Apparently, the generalists in Great Britain have about double the success of meeting their hypertensive goals. North American family physicians do not, which should embarrass all of us. 

The nice guidelines are more prescriptive than the JNC American Heart Association guidelines are. So, if you read JNC 8 or the AHA guidelines, they have some sort of vague suggestions about what it is you should use, but they want to leave it up to you. There they're more about describing the evidence and suggesting targets, whereas the Brits said, “No, do it this way.” 

If your patient has hypertension, of course, you're going to talk about not eating refined foods. The first step after therapeutic lifestyle choices should be either an ACE/AAB, and I don't care which one, or a calcium channel blocker. 

We should probably pick the ACE or ARB for diabetics. Or, if you have proteinuria, we maybe should pick this CCB first, if the patient you're working with is black, but the outcomes data is pretty similar. So the Brits think you could pick either one of them and be OK. 


So now we've got a patient who started out with blood pressure that was 180. You put him on one pill, they got to 168. We added the second pill, they got to 156. We wanted the land in the 130, so we put them on chlorthalidone, now they’re down to 144. But they haven't yet made their goal. 

It's starting to get weird now. Three good drugs, and they're still not on target. The first few JNC reports suggested that, at diagnosis of hypertension, everybody should get this set of labs and maybe an EKG. They wanted us to go looking for secondary causes of hypertension before we even bothered to start treatment. They backed away from that now. 

But I'd like you to think about that. If it's time for drug number four, the pool of people who are left that need a fourth medicine overrepresent people who have a secondary cause. And it turns out that, by a lot, the most common cause of secondary hypertension is hyperaldosteronism. 

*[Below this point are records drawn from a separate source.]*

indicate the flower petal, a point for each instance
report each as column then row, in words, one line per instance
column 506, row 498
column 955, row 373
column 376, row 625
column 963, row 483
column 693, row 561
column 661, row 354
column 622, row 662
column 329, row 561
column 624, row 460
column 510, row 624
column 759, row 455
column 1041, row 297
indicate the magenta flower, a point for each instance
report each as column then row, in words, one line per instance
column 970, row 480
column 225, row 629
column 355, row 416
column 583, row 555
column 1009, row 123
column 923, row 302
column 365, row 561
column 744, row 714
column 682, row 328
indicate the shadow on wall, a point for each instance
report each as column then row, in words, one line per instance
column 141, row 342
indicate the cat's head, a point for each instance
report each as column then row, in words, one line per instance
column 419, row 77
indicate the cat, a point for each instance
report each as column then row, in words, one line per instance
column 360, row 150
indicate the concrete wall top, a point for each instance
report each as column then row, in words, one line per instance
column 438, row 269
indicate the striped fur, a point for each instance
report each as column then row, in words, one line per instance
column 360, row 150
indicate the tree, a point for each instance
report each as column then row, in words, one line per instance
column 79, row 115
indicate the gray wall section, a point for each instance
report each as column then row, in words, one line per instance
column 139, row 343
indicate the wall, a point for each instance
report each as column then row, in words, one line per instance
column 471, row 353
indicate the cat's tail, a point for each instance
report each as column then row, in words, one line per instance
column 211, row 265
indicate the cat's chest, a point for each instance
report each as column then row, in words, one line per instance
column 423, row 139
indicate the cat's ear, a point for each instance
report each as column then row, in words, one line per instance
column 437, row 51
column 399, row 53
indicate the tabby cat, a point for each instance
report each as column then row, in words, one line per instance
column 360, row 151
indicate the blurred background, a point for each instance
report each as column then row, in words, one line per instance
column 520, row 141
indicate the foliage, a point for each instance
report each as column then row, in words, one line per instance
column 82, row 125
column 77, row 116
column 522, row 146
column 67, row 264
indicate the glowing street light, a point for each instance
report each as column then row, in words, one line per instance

I don't like cookbooks when it comes to medicine. I would prefer to feel creative, but it turns out that sometimes cookbooks make us better chefs. And so I don't think there's a lot of room for creativity here. If we were better at getting our patients to target, then we could talk. But if only a third of our patients are actually landing on targets, then maybe we should follow guidelines. 

In summary, not all that lowers blood pressure prevents cardiovascular events. So we have a duty to migrate our patients off the atenolol that they've been using for the last 40 years. We've been refilling it off of inertia because we didn't want to upset great-grandma. But we have a responsibility to her to get her on something useful. 

And we've got to stop thinking we've got a twofer when we're using Doxazosin. Chlorthalidone is the only useful once-daily thiazide. If you want to use hydrochlorothiazide at smallish doses to get a smallish benefit as an add-on, I can't beat you up, but it's not monotherapy. 

Use an ACE inhibitor regardless of a person's creatinine level. Polypharmacy is the rule and love the NICE guidelines.